Five years ago, “out of the blue”, after originally seeing a doctor complaining of cold, bruised feet, Catherine Campbell found herself undergoing heart surgery.
Catherine, 48, from St Mellons, Cardiff, said: “I had been having problems with my feet. They were extremely cold and bruised and I had no idea why so I decided I should get it checked with a doctor.
“During the winter months they were just colder than ever and socks just wouldn’t keep them warm. They were painful too. After doing some research I assumed I had something called Raynaud’s, which is quite a common condition that affects the blood supply to certain parts of the body, usually the fingers and toes.
“When he looked at it, he referred me to an orthopaedic surgeon, then a vascular surgeon who performed various tests as it seemed it was actually a sign that something else might be wrong.
“I had an ultrasound, followed by an MRI scan and they found a blood clot in my foot which was causing the circulation to be cut off and that’s why it was going black.

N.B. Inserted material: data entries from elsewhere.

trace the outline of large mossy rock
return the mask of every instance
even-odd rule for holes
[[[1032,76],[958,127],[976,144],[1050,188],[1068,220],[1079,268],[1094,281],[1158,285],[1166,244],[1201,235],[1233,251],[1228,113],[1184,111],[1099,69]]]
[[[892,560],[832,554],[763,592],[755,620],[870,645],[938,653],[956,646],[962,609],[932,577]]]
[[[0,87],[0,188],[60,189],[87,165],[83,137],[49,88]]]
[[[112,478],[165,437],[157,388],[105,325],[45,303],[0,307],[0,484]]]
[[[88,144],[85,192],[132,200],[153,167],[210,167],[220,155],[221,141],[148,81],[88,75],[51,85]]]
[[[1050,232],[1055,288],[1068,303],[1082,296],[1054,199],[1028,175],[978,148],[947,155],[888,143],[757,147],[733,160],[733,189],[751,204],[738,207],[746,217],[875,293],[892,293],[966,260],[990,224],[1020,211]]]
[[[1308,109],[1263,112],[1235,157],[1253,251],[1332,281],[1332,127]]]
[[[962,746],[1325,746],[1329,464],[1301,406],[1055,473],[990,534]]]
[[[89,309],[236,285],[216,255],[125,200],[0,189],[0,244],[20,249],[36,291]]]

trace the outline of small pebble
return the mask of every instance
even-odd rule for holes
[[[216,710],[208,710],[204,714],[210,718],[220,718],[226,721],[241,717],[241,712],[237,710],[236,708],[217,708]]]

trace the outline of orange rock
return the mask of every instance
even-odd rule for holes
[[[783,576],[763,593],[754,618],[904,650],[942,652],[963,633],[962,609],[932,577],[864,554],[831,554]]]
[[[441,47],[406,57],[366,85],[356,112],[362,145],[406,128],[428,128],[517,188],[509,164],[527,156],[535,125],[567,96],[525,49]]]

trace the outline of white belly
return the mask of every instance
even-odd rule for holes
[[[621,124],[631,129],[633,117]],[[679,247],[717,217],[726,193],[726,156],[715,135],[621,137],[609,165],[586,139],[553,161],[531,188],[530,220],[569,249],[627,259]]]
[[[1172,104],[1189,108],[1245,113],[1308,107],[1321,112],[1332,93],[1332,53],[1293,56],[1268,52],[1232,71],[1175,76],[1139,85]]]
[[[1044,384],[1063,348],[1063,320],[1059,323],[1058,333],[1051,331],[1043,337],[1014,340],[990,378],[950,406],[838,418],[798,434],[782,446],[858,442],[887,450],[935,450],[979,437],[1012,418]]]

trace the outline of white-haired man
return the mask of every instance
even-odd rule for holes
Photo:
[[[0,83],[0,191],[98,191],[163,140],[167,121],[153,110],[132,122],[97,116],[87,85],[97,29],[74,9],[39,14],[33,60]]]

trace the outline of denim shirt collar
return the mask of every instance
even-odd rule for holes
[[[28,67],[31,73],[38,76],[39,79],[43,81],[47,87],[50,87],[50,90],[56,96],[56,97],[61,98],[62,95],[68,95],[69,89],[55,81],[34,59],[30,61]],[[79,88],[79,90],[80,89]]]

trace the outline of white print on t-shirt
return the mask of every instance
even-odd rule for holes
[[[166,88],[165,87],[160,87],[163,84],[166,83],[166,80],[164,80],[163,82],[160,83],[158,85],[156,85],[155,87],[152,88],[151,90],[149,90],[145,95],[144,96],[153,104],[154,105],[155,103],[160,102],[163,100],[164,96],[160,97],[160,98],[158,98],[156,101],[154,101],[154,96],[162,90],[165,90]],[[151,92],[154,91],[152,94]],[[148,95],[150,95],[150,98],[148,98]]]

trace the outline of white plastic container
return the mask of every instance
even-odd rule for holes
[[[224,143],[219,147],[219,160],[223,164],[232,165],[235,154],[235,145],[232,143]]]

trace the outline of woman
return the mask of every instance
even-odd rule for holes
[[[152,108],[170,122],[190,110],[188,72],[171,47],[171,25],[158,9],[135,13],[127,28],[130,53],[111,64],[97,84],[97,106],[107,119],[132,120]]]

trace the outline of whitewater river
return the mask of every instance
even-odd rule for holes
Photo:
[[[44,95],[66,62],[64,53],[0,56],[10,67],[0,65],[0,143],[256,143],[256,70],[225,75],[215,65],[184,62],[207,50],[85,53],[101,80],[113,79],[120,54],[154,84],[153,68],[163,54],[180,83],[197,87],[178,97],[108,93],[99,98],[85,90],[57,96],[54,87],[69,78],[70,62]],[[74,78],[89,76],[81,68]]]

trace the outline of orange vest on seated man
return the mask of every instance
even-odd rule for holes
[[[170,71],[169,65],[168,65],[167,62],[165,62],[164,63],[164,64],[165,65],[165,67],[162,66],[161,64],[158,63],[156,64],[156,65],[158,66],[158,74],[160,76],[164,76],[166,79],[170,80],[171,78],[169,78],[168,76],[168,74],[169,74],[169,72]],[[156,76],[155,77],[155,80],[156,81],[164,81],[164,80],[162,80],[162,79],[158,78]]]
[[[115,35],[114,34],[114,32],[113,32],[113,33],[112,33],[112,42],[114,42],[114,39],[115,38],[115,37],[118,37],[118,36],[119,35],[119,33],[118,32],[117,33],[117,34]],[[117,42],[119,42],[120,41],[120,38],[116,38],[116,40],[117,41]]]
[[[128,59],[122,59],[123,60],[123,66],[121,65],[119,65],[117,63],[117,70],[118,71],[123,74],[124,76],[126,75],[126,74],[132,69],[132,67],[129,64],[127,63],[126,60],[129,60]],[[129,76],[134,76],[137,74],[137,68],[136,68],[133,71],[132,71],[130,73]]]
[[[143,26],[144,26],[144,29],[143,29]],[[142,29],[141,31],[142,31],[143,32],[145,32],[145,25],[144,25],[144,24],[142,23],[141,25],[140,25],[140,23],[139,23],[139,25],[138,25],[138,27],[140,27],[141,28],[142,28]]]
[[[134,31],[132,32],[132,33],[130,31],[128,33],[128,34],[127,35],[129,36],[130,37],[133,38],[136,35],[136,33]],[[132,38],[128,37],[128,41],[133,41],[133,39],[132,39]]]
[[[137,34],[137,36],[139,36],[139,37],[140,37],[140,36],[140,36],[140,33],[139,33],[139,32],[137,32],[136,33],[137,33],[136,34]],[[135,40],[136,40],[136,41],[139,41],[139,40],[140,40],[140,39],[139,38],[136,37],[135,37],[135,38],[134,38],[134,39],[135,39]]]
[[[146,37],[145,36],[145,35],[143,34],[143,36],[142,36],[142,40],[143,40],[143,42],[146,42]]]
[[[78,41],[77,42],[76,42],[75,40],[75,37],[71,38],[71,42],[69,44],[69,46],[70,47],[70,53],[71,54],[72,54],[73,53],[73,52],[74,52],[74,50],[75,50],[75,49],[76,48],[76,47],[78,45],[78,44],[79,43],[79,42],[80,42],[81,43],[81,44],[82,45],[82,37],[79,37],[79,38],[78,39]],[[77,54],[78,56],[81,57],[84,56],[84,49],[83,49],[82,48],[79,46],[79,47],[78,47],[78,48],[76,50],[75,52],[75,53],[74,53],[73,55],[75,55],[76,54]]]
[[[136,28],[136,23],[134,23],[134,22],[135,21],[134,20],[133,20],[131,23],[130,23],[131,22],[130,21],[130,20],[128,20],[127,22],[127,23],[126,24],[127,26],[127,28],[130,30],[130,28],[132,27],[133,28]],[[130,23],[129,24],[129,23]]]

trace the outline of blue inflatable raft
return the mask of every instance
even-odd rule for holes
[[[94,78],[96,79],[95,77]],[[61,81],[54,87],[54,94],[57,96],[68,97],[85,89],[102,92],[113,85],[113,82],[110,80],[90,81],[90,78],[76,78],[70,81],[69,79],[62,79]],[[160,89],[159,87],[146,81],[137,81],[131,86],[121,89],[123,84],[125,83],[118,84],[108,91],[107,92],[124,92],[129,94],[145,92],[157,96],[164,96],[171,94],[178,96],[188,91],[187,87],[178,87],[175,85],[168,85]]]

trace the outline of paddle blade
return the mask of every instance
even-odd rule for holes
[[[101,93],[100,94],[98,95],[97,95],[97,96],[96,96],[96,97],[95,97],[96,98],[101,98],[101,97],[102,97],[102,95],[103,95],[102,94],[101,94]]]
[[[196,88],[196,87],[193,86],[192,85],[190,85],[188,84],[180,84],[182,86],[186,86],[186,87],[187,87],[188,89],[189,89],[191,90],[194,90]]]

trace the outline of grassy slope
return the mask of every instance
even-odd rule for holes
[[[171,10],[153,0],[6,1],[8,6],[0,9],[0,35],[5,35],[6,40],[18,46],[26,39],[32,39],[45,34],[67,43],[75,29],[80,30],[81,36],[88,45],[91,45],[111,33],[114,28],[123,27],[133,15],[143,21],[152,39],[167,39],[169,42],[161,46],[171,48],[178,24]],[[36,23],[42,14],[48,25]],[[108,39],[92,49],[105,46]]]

“He organised an electrocardiogram but I just thought it was a normal ECG but it wasn’t. He put a line into my wrist then used a solution to do what they call a bubble test.
“That was when they told me I had a hole in my heart. I couldn’t believe it. It was a complete shock. It came completely out of the blue.”
Catherine had never had any health problems or any indication that might suggest she had a heart condition.
“I was the most competitive person at school,” she said. “I was in every single team and loved athletics, especially the 100 and 200m. I believe that about one in 10 people are born with a hole in the heart but problems don’t always occur until later in life, like in my case.
“My feet were feeling so cold because the circulation was affected due to the hole in my heart but I suppose you would never really connect a problem foot with a heart problem, which is why it’s worth knowing the various symptoms for the various types of heart disease and problems that exist.
“I would always say to people not to write anything off. If you’re worried about something, if something doesn’t seem quite right, then it’s always worth getting it checked.”
Catherine, who has a daughter Imogen, who is 19 and at university in Birmingham, was told she would be operated on via keyhole surgery and only needed to spend one night in hospital.
She recovered well with plenty of rest but the operation to repair the hole in heart (by inserting a metal device to the hole for new heart muscles to grow over it) didn’t fix her feet.
She said: “I had a general anaesthetic but I was back to work and feeling great within eight days.”
It healed well but she still suffers with pains in her feet, particularly if it is cold or she has been wearing high heels for too long.
At the time of her diagnosis, Catherine was running two businesses in Newport, selling fashion and accessories and she had many customers.
But Catherine Campbell now has a new job, one that brings an awful lot of job satisfaction.
She has been working as the South East Wales fundraising manager for the British Heart Foundation since March and says there’s something very appealing abut working for an organisation that, pardon the pun, is so close to her heart.
“I’ve been there since March, I’m really enjoying it and it’s going really well. It’s lovely to work for an organisation which is so close to my heart. It’s a different platform for me and it’s so interesting meeting people from all sorts of backgrounds with different stories to tell.
“A few weeks ago, we did a sponsored toddle walk and it’s very varied and exciting.”
The BHF is the UK’s number one heart charity and works to raise money that will help research into fighting all the different types of heart disease.
They include angina, heart attack, heart failure and abnormal heart rhythms – as well as many other conditions, including congenital heart disease – those that you are born with, like Catherine.
She says: “For me, working at the British Heart Foundation is important because I’ve been a beneficiary. I’m very passionate about the work that they do. Academically I’m a scientist and worked as a biologist for a textiles company, then I ran my own business and now this, which is very different.
“I decided to close the business last year, for various personal reasons, and when I saw the opportunity to work for BHF I jumped at the chance. I started originally doing voluntary work and really enjoyed it so when the chance came to work in fund-raising in South Wales, I jumped at it.
“The BHF does such good work and is an essential tool in communicating about heart disease and I’m enjoying the challenge. The work they do is fantastic and I’m honoured to be on board.”
HEART DISEASE SUPPORT:
Although many people think of heart disease as a man’s problem, women can and do get heart disease, both coronary and congenital (presenting abnormalities in the heart).
More than 1,800 women in Wales die from coronary heart disease each year, according to Welsh mortality statistics 2011.
It kills nearly three times as many women as breast cancer and is the single biggest killer of women across the UK.
Catherine was shocked to discover she had a hole in her heart but said she found the British Heart Foundation website a great help in support and researching her condition.
It has a separate section solely for women, featuring women with all sorts of stories to tell.
There are downloadable information sheets available at on the British Heart Foundation’s website.